The response to the call for participation in this workshop exceeded all our expectations. The number of people registering for the event was 147; the CERN Council Chamber was full to capacity and more colleagues followed the meeting by Vidyo. Moreover there was excellent representation from all parts of the community, as measured by nationality, and with good participation by HEP labs and by universities. There was a lively discussion throughout the meeting; the goals of the initiative were clarified, issues connected to establishing a governance model were debated and a consensus started to emerge on how to proceed.
It was agreed that the goals of the initiative can be summarised as follows:
- to better meet the rapidly growing needs for simulation, reconstruction and analysis of current and future HEP experiments;
- to enable the emergence of new projects that aim to adapt to new technologies, to improve the performance, to provide innovative capabilities and to reduce the maintenance effort;
- to further promote the maintenance and development of common software projects and thereby make the best use of available manpower and expertise;
- to enable potential new collaborators to become involved;
- to identify priorities and roadmaps;
- to promote collaboration with other scientific disciplines.
There was a lot of debate concerning the choice of governance model. Many comments suggested the need for a loosely coupled model of collaboration along the lines of a 'software foundation'. This has been successfully used in managing large open-source projects, the Apache foundation being quoted as a good example. It was therefore agreed to aim for creating such a foundation that would endorse projects that are widely adopted and which would have an incubator function for promoting new ideas that show promise for future widespread use.

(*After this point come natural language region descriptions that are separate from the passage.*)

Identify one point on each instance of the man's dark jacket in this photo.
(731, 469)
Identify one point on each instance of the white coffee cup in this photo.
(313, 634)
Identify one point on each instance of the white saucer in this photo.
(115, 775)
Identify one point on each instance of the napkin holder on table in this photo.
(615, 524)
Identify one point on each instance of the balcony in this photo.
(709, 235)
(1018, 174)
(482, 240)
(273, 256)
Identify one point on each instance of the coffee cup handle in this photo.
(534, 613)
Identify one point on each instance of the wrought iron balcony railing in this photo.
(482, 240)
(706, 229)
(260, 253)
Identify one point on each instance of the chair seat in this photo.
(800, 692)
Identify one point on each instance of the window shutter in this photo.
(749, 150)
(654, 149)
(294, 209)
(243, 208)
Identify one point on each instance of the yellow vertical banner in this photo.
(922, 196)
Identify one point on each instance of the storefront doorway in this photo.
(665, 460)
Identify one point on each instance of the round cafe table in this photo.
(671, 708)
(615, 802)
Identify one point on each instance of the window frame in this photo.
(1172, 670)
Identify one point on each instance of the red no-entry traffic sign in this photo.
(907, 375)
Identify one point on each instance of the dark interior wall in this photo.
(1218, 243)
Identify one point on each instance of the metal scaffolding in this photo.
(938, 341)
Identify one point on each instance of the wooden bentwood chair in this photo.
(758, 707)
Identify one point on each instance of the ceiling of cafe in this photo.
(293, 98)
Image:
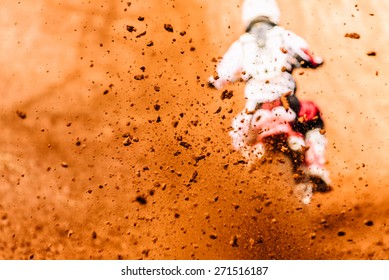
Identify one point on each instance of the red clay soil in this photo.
(113, 147)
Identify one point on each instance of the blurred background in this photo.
(113, 147)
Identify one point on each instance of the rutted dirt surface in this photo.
(113, 147)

A key aim of the 'foundation' would be to foster collaboration. Developers would publish their software under the umbrella of the ‘foundation’. In return their software would become more visible and interoperability with the other software packages would be verified. Sound engineering practices would be applied to ensure that portability, performance and other quality factors could be guaranteed. In the HEP context, a foundation could also provide resources for life-cycle tasks such as building, testing and deployment of software packages to the whole user community. As part of its normal activities, the 'foundation' would periodically review the status and progress made in each of its projects, to identify areas for improvement and to help ensure the confidence of the user community and funding agencies.
The meeting concluded with an invitation to delegates to prepare white paper(s) describing the key elements of a 'HEP Software Foundation' on a timescale of ~1 month. The white papers should cover topics that describe the goals, scope, development model, policies and governance model. The next step would be to work on a consensus paper that can form the basis for setting up a 'software foundation’ that can be discussed in a second workshop to be held some time in the fall 2014.